Renowned academics like Andrew Pettigrew have long noted the active exploitation of crisis by leaders in organisations to help catalyse change. As well as a major challenge then, a crisis is perhaps one of the most significant opportunities for leaders to make real change happen.

Typically, this will start with the deployment of appropriate tools and processes to allow staff to manage themselves out of the crisis. In terms of the appropriate tools, inevitably this will vary on the nature of the crisis e.g., during COVID the focus was on remote (typically home) working at scale.

 

Reading List

Johansen, B., & Euchner, J. (2013). Navigating the VUCA World. Research Technology Management, 56(1), 10-15

Hermann, C. F. (1963). Some consequences of crisis which limit the viability of organizations. Administrative Science Quarterly, 8(1), 61-82.

D’Auria, G., & De Smet, A. (2020). Leadership in a crisis: Responding to the coronavirus outbreak and future challenges. McKinsey & Company, 1-6.

Johansen, B. (2012). Leaders make the future: Ten new leadership skills for an uncertain world (2nd ed.). San Francisco, CA

RL Daft, KE Weick Toward a model of organizations as interpretation systems, – Academy of management review, 1984

See for example McNulty, E. J., & Marcus, L. (2020). Are you leading through the crisis,… or managing the response? Harvard Business Review, Digital Article, March 25, 2-5.
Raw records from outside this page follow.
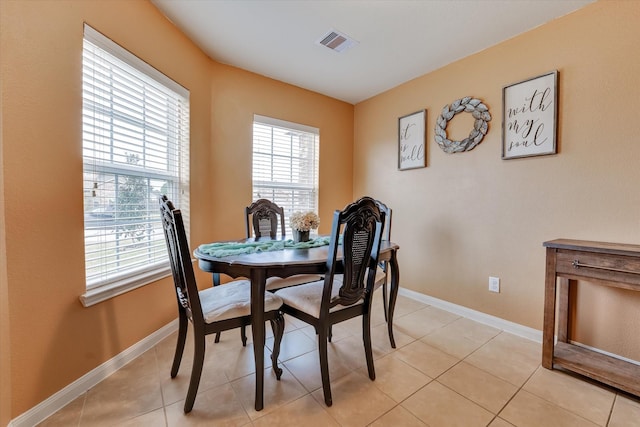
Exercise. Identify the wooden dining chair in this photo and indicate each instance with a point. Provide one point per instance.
(263, 215)
(382, 269)
(211, 310)
(324, 303)
(262, 218)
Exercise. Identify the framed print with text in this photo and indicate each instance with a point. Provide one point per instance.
(411, 136)
(529, 116)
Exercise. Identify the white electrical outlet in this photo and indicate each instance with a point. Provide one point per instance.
(494, 284)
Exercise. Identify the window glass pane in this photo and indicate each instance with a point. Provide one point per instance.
(135, 148)
(285, 165)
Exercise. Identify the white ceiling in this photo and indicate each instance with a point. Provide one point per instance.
(399, 40)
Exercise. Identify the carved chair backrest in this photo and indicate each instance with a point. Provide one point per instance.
(361, 223)
(180, 260)
(263, 216)
(386, 229)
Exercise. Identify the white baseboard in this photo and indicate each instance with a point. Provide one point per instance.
(496, 322)
(59, 400)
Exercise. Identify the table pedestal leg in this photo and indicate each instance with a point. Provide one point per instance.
(258, 280)
(393, 295)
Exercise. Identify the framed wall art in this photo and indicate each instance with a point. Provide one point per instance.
(411, 135)
(530, 113)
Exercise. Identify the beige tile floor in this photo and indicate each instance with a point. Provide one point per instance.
(445, 371)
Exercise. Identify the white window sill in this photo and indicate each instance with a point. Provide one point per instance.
(110, 290)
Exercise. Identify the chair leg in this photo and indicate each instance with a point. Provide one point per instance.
(183, 324)
(368, 351)
(385, 301)
(243, 335)
(196, 371)
(277, 325)
(324, 365)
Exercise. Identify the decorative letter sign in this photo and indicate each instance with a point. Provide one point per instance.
(529, 111)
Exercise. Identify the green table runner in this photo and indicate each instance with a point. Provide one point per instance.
(223, 249)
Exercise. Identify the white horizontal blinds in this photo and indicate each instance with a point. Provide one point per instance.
(135, 140)
(285, 165)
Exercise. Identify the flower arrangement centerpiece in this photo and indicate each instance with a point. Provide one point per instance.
(303, 222)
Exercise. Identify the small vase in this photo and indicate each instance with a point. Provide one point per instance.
(300, 236)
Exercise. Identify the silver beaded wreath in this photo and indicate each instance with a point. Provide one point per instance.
(470, 105)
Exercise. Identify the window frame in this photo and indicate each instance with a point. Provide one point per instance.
(121, 279)
(274, 186)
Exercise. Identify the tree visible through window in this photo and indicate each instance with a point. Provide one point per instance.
(135, 126)
(285, 165)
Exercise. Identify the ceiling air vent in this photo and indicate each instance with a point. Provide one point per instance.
(337, 41)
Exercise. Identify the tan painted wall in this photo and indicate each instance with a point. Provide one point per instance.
(53, 339)
(237, 95)
(5, 354)
(471, 215)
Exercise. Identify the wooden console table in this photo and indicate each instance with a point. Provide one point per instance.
(609, 264)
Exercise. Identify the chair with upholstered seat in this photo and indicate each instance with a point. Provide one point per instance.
(264, 217)
(381, 270)
(324, 303)
(212, 310)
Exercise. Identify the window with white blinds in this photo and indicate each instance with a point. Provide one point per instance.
(285, 165)
(135, 147)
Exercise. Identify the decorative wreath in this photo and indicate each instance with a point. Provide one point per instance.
(470, 105)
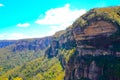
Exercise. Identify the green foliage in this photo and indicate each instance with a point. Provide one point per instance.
(67, 53)
(41, 68)
(111, 14)
(109, 65)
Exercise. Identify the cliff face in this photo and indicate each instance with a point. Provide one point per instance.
(98, 45)
(96, 38)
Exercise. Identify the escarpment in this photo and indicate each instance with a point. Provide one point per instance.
(94, 39)
(98, 48)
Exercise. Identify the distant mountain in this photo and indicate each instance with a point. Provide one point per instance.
(89, 49)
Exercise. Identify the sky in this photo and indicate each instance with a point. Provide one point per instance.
(20, 19)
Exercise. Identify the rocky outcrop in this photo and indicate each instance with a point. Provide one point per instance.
(98, 45)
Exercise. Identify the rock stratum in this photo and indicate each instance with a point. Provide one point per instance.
(89, 49)
(96, 39)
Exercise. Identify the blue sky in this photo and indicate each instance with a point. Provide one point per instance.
(38, 18)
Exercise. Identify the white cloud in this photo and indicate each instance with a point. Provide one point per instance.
(17, 36)
(23, 25)
(60, 18)
(12, 36)
(1, 5)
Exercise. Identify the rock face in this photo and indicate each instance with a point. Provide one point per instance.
(98, 39)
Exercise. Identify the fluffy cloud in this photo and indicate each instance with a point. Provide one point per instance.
(1, 5)
(60, 18)
(17, 36)
(23, 25)
(12, 36)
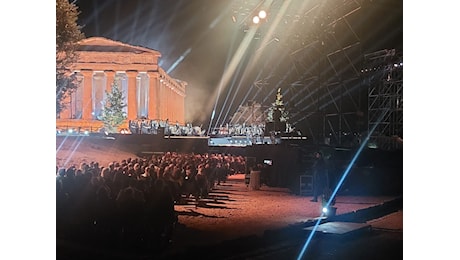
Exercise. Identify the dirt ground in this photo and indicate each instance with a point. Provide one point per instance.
(233, 209)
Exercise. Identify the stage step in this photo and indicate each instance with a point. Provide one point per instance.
(340, 228)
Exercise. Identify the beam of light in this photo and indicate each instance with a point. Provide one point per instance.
(339, 184)
(74, 148)
(179, 60)
(233, 65)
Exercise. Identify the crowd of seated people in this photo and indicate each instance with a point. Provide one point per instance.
(150, 126)
(130, 204)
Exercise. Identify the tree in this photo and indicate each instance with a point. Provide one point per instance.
(277, 112)
(112, 113)
(68, 34)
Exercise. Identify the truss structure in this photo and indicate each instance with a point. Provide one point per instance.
(320, 66)
(385, 98)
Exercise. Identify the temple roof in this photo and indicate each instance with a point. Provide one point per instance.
(100, 44)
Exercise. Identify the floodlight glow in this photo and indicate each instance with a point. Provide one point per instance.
(339, 184)
(262, 14)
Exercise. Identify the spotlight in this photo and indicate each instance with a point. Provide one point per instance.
(262, 14)
(329, 211)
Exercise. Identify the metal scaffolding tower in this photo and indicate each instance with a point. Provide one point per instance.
(384, 75)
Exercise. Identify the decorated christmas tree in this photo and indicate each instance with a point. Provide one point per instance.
(277, 112)
(113, 114)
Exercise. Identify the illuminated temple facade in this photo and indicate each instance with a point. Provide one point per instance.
(149, 92)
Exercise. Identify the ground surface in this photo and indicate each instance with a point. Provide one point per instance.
(236, 215)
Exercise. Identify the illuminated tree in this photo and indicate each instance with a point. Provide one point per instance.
(68, 33)
(277, 112)
(112, 113)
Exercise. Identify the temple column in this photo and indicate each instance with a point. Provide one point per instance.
(132, 100)
(154, 105)
(87, 94)
(162, 98)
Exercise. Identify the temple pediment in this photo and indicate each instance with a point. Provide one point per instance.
(100, 44)
(97, 53)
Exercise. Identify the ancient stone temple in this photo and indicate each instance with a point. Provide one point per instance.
(149, 92)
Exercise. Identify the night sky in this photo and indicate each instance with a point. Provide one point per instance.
(210, 45)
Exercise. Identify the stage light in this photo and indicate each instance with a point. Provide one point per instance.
(262, 14)
(329, 211)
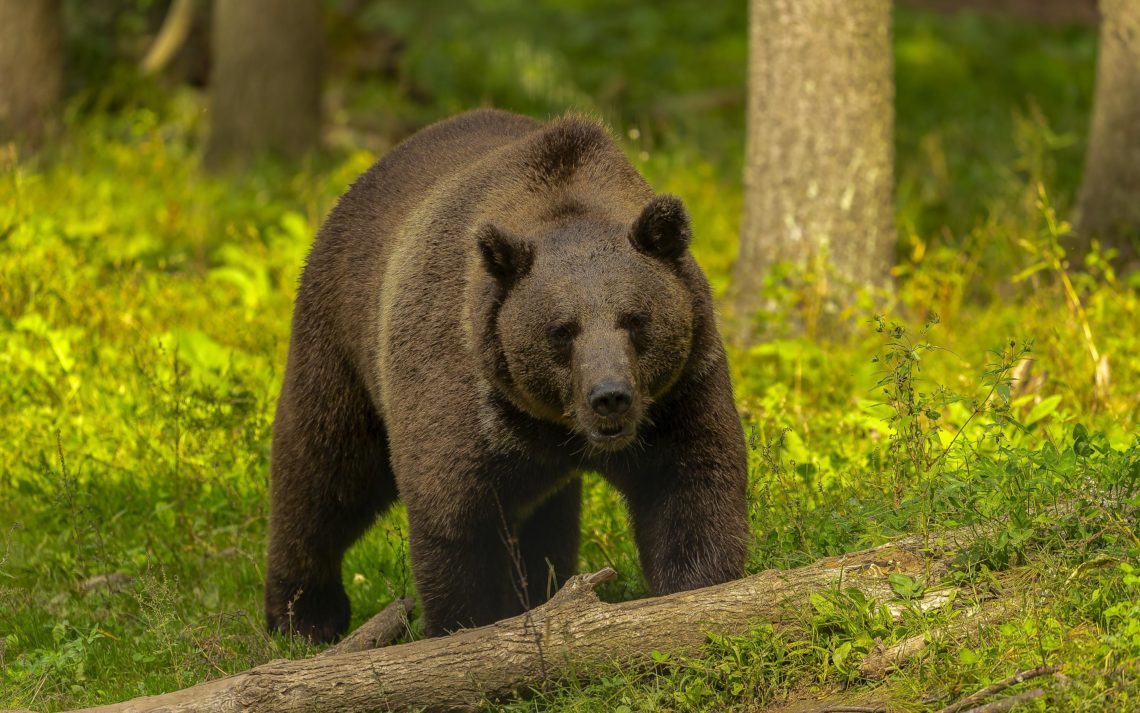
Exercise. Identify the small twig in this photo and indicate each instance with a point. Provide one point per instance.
(1007, 704)
(996, 688)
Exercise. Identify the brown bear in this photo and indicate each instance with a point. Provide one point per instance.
(495, 307)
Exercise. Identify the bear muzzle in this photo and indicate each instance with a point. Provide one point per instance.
(611, 405)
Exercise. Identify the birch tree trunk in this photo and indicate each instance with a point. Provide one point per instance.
(31, 67)
(265, 95)
(1109, 202)
(819, 173)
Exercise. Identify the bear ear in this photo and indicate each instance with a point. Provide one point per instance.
(662, 229)
(506, 257)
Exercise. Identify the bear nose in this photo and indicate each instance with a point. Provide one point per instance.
(611, 398)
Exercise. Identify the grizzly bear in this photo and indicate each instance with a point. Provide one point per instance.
(493, 308)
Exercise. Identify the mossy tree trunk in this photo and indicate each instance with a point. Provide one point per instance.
(31, 67)
(1108, 207)
(819, 175)
(265, 95)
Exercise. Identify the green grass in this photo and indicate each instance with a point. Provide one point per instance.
(144, 317)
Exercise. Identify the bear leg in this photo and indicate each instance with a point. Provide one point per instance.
(463, 580)
(331, 477)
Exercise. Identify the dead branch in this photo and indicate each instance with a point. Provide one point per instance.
(1007, 704)
(176, 27)
(572, 635)
(881, 661)
(996, 688)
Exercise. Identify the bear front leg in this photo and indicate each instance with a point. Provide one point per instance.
(463, 572)
(331, 478)
(686, 489)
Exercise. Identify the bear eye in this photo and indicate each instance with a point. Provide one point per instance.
(634, 323)
(561, 334)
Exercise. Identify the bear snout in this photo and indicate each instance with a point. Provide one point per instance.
(611, 399)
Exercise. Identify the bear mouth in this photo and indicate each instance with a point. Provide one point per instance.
(611, 437)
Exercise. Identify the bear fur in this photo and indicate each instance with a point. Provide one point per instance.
(495, 307)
Reintzeig, R. (2020). Battling pandemic blues: How managers can rally the troops. Wall Street Journal, October 11.

Tomkins, L. (2020) Where is Boris Johnson? Leadership, 2020, Vol 16(3) 331-342 Leading in a crisis Koehn, N. (2020). Real leaders are forged in crisis. Harvard Business Review, April 3.

New Leadership priorities for a new future” Miles Advisory, 2022

Boyatzis, R. E., & McKee, A. (2005). Resonant Leadership: Renewing Yourself and Connecting with Others through Mindfulness, Hope, and Compassion. Boston: Harvard Business School Press.

Heifetz et.al., 2009, Leading in a permanent crisis, Harvard Business Review, July- August 2009

Stern, E. (2013). Preparing: The sixth task of crisis leadership. Journal of Leadership Studies, 7(3), 51-56

‘Lewin, K (1947). The ABCs of change management, Training & Development Journal, March 5–41

Andrew Pettigrew: The Awakening Giant. Continuity and change in ICI 1985, Oxford: Basil Blackwell.